Preprocessing Tutorial

This tutorial demonstrates how to use Raster routines to clean and reproject datasets for an assessment. Or skip to the end for a quick reference script.

Introduction

Many pfdf routines use multiple raster datasets as input. When this is the case, pfdf usually requires the rasters to have the same shape, resolution, CRS, and alignment. Some routines also require data values to fall within a valid data range. However, real datasets are rarely this clean, and so the Raster class provides commands to help achieve these requirements.

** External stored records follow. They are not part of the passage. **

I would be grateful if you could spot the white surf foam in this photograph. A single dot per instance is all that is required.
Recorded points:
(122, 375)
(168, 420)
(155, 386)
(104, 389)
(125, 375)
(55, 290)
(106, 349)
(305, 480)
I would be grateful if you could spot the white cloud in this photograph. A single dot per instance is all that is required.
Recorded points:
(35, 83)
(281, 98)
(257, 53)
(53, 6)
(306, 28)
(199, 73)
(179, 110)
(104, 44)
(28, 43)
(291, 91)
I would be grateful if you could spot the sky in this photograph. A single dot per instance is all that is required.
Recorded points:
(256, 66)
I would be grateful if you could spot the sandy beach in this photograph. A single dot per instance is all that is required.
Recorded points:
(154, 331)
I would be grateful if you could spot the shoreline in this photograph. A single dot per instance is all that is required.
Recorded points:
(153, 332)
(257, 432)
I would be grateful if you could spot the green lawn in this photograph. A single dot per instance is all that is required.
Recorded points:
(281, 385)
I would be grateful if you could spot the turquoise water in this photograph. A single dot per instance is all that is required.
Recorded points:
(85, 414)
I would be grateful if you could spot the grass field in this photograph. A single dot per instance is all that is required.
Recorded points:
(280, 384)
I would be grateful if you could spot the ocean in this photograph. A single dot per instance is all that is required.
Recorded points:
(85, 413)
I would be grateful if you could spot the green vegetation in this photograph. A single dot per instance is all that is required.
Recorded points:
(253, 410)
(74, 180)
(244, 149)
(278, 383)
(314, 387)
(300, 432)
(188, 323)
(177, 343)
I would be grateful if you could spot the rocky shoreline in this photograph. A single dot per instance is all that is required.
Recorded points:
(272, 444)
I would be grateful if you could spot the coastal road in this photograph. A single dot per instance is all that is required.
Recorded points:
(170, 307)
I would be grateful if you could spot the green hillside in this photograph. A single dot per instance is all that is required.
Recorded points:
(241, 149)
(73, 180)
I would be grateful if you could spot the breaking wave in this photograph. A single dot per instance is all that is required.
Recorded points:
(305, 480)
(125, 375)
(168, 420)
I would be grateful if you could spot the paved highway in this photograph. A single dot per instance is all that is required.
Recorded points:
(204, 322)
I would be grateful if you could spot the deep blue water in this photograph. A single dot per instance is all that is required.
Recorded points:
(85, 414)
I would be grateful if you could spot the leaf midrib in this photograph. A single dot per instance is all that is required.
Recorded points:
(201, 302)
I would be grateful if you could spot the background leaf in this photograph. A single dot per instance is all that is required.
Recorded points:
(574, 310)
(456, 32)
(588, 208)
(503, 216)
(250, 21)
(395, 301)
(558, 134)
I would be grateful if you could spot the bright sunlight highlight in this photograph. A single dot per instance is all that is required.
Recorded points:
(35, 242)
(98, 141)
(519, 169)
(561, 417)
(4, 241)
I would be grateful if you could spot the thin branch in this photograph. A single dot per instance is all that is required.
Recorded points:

In this tutorial, we’ll apply preprocessing routines to the input rasters for a real hazard assessment - the 2016 San Gabriel Fire Complex in California.

Prerequisites

Install pfdf

To run this tutorial, you must have installed pfdf 3+ with tutorial resources in your Jupyter kernel. The following line checks this is the case:

import check_installation
pfdf and tutorial resources are installed

Download Data Tutorial

This tutorial uses datasets that are downloaded in the Download Data Tutorial. If you have not run that tutorial, then you should do so now. The following line checks the required datasets have been downloaded:

from tools import workspace
workspace.check_datasets()
The required datasets are present

Imports

Next, we’ll import the Raster class, which we’ll use to load and preprocess the datasets. We’ll also import pathlib.Path, which we’ll use to manipulate file paths; and the plot module, which we’ll use to visualize the datasets.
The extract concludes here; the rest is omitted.